We’re also using Function Calling here, having the model pick between a Reports or Query function depending on the user question. Originally it also extracted the arguments, but we found that splitting the functionality into separate calls increased the accuracy, and since we’re doing the calls simultaneously latency is not an issue.


At the same time as the previous two calls, we run two more that extract the arguments needed for the API call, one assuming the Reports pipeline will be chosen, and other for the Query pipeline. Once we get the results for all four calls, we decide which results to take and move forward.


After we have the arguments, we can go and make the API call, retrieving the results and converting them to a Dataframe, which is then passed again to an LLM to interpret and convert to natural language, and returned to the user.
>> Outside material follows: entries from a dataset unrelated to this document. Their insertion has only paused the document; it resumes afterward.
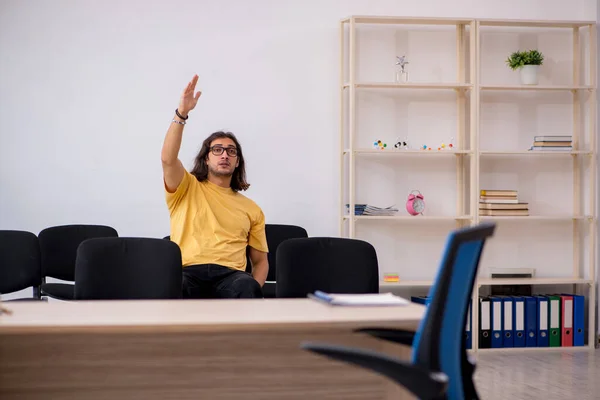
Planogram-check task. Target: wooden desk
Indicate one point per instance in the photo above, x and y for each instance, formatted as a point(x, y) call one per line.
point(191, 349)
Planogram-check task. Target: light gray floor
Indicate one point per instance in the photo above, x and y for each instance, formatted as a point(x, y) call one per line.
point(530, 375)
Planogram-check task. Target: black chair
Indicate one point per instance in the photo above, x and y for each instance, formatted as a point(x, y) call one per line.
point(334, 265)
point(277, 234)
point(440, 367)
point(58, 247)
point(128, 268)
point(20, 263)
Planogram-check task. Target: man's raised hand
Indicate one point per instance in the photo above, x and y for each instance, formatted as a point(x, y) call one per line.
point(188, 100)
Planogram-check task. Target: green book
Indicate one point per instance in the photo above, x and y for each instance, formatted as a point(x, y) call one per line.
point(554, 320)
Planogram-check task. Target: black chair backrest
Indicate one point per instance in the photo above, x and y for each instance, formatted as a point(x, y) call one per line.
point(334, 265)
point(276, 234)
point(58, 245)
point(20, 261)
point(128, 268)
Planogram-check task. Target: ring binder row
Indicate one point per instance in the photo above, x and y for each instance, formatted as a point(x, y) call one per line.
point(550, 320)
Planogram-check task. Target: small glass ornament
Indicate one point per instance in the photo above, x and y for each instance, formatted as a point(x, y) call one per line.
point(401, 73)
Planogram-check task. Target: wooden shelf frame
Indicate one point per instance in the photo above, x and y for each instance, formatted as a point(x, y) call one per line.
point(579, 218)
point(462, 84)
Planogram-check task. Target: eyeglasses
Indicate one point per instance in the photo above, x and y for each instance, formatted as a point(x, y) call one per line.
point(218, 150)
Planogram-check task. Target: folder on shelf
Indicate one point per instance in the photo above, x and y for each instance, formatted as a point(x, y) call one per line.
point(566, 323)
point(519, 321)
point(508, 327)
point(485, 338)
point(543, 336)
point(578, 320)
point(531, 325)
point(425, 300)
point(497, 320)
point(468, 339)
point(554, 320)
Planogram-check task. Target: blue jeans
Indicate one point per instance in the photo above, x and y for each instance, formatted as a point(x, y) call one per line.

In the case of the Reports module, we do some additional post processing to convert the data into an excel file, which is also sent to the user.


The field of AI is marked by relentless evolution. To stay ahead of the curve, it's crucial to maintain a mindset of adaptability. Embracing experimentation with new approaches and techniques is essential as the capabilities of LLMs rapidly expand. What was impossible a month ago might just be with the newly released model, and the state of the art for a certain functionality might just not be anymore either. At, we embody this philosophy, constantly refining our architecture to ensure we deliver the fastest and most insightful affiliate marketing analytics possible.